Humane Society Veterinary Medical Association and Kislak Family Foundation Grant Enables Penn Vet to Repair Fractures of Animals in Need at Area Shelters
[October 28, 2015; Philadelphia, PA] – With a generous grant from the Humane Society Veterinary Medical Association and the Kislak Family Foundation, Penn Vet is helping to save the limbs – and lives – of animals at shelter organizations. Through this pilot program, “Saving Lives by Saving Limbs,” surgeons and students repair the fractured limbs of animals at risk for amputation or euthanasia.
“The Humane Society VMA and the Kislak Family Foundation are pleased to provide funding for this pilot project to serve a population of previously overlooked homeless animals,” said Dr. Paula Kislak, President of the Humane Society Veterinary Medical Association. “We are thrilled with how Penn Vet has forged ahead so quickly and successfully with the implementation of this program, which also provides valuable learning opportunities for students, interns, and residents.”
In collaboration with shelter partners, eligible dogs and cats are identified and treated at Penn Vet’s Ryan Hospital, where their fractures are repaired at no cost to the shelter. The plates and screws necessary for these surgeries are generously provided by DePuy Synthes.

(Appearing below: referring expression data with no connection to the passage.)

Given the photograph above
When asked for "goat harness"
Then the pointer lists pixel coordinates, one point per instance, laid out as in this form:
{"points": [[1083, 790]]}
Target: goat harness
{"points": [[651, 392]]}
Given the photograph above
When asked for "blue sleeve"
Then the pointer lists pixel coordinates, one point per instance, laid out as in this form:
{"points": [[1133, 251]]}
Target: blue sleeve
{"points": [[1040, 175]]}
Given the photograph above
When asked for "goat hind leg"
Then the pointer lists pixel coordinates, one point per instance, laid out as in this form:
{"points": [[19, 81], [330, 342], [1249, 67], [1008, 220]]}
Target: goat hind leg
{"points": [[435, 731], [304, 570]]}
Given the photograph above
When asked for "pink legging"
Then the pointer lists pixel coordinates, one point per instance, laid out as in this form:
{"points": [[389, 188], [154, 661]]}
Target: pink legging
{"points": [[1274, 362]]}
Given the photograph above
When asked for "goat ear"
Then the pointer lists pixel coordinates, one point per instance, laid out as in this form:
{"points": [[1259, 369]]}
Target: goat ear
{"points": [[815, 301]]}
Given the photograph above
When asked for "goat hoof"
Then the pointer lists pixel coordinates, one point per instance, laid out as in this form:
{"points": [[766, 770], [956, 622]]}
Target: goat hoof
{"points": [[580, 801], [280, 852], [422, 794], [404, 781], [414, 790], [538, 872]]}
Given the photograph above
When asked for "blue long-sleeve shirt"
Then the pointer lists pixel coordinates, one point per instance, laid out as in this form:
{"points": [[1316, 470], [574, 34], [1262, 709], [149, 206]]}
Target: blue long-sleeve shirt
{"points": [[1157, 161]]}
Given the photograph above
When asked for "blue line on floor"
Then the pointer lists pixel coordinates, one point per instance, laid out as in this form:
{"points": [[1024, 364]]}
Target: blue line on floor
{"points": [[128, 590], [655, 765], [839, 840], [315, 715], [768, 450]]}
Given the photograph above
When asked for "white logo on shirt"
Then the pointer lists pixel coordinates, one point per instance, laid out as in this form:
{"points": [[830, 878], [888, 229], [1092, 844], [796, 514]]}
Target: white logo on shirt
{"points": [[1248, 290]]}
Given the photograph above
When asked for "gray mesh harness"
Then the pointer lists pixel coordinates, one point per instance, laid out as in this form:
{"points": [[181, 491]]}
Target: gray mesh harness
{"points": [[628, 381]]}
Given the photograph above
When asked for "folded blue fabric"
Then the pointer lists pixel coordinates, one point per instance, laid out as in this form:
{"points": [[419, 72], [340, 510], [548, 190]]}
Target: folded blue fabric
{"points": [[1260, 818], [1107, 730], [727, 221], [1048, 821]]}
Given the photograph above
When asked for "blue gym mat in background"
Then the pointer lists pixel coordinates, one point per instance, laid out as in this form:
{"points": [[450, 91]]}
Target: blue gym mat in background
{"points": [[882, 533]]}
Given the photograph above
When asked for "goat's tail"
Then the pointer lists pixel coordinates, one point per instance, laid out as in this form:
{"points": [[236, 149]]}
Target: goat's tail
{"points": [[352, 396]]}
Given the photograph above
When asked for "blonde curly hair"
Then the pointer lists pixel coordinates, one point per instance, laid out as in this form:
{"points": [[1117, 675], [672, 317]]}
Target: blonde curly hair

Following surgery, the animals are placed in foster care and made available for adoption. Potential owners must demonstrate a commitment to the follow-up care necessary for successful fracture healing. All follow-up care related to the fracture is provided at Penn Vet’s Ryan Hospital, at no cost to the owner.
Renowned for small animal surgery, Ryan Hospital is staffed by seven board-certified surgical specialists and six surgical residents.
“The Humane Society VMA and the Kislak Family Foundation have given us a wonderful opportunity to provide state-of-the-art care for Philadelphia’s stray animals,” said Dr. David Holt, Professor of Surgery. “Repairing these fractures also provides veterinary students, interns, and residents with greater exposure to fracture repair.”
About Penn Vet
Penn Vet is a global leader in veterinary education, research, and clinical care. Founded in 1884, Penn Vet is the only veterinary school developed in association with a medical school. The school is a proud member of the One Health Initiative, linking human, animal, and environmental health.
Penn Vet serves a diverse population of animals at its two campuses, which include extensive diagnostic and research laboratories. Ryan Hospital in Philadelphia provides care for dogs, cats, and other domestic/companion animals, handling more than 30,000 patient visits a year. New Bolton Center, Penn Vet’s large-animal hospital on nearly 700 acres in rural Kennett Square, PA, cares for horses and livestock/farm animals. The hospital handles more than 4,000 patient visits a year, while the Field Service treats nearly 37,000 patients at local farms. In addition, New Bolton Center’s campus includes a swine center, working dairy, and poultry unit that provide valuable research for the agriculture industry.